By Stephen Huddart and Erica Barbosa Vargas
In the coming weeks, the Foundation is rolling out several new resources on Solutions Finance: a series of policy papers and related case studies, illustrating some of what we’ve learned over the last decade from our successes—and failures—in deploying capital for systems change. The first policy paper is available today. We hope these resources will be useful to a growing community interested in financial innovation for positive social and environmental impact.
Until recently, we did not talk about Solutions Finance. The new term requires a bit of unpacking.
Social Finance refers to financial instruments that generate social and environmental impact alongside financial returns. It is a term widely recognized in the field and the umbrella term we have been using to describe the Foundation’s market-building and impact investing activities. However, as our experience and practice expand, we see that the promise of this work goes beyond investments with blended returns.
Successful systems innovation requires adequate resourcing, and calls for different forms of capital allocation across the multiple stages of design and implementation. To make this happen in the context of our work, we’re advocating for — and adopting as our own practice — an integrated approach to deploying financial capital and adapting financial models to catalyze, sustain and scale systems transformation. In other words, Solutions Finance. This approach includes, but is more than, continuing to grow an investment portfolio with the expectation of a financial return as well as a positive social or environmental impact.
At one level, Solutions Finance is about attracting private capital to the community sector and helping social enterprises to increase their positive social and environmental impact. At another, it is about capital markets evolving to include stronger standards of sustainability and demonstrating greater concern for societal impacts—responsible investing. It is also about enabling new forms of investor partnerships between allies, like foundations and development banks, or foundations and government, and working to change policy to stimulate financial innovation. For the Foundation, it is also about integrating our financial strategies, grants and investments and leveraging them to have greater impact in priority domains.
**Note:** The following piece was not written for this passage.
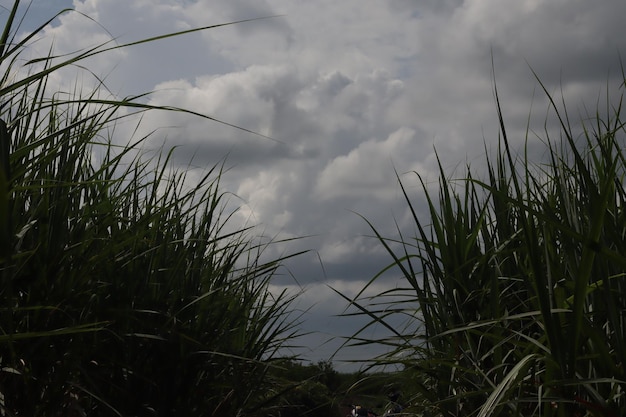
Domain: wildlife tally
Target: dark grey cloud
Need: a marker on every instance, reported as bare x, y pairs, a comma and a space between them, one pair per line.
354, 91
Solutions Finance also recognizes the roles different types of capital play in the process of changing systems. This includes the whole spectrum from grants, impact investments and even investments that are not intentionally impact-focused. Solutions Finance is also about investing in financial innovation, and identifying or adapting financial models to involve stakeholders who would otherwise remain at the margins or work in isolation. It often involves new forms of collaboration, e.g. between governments, commercial investors and philanthropy, and leveraging resources for larger systemic impact, while ensuring community ownership and empowerment of different stakeholders along the way.
Our work with the Aboriginal Savings Corporation of Canada (ABSCAN) is one example among many of Solutions Finance at work:
Sixty percent of homes on reserves in Canada need repairs, and over the next ten years there’s a projected housing deficit of 80,000 units. Since land on reserves is owned by the Crown, and cannot be used as security for a loan, conventional banks and credit unions are reluctant to get involved. However, in the Huron community of Wendake near Quebec City, a new model emerged.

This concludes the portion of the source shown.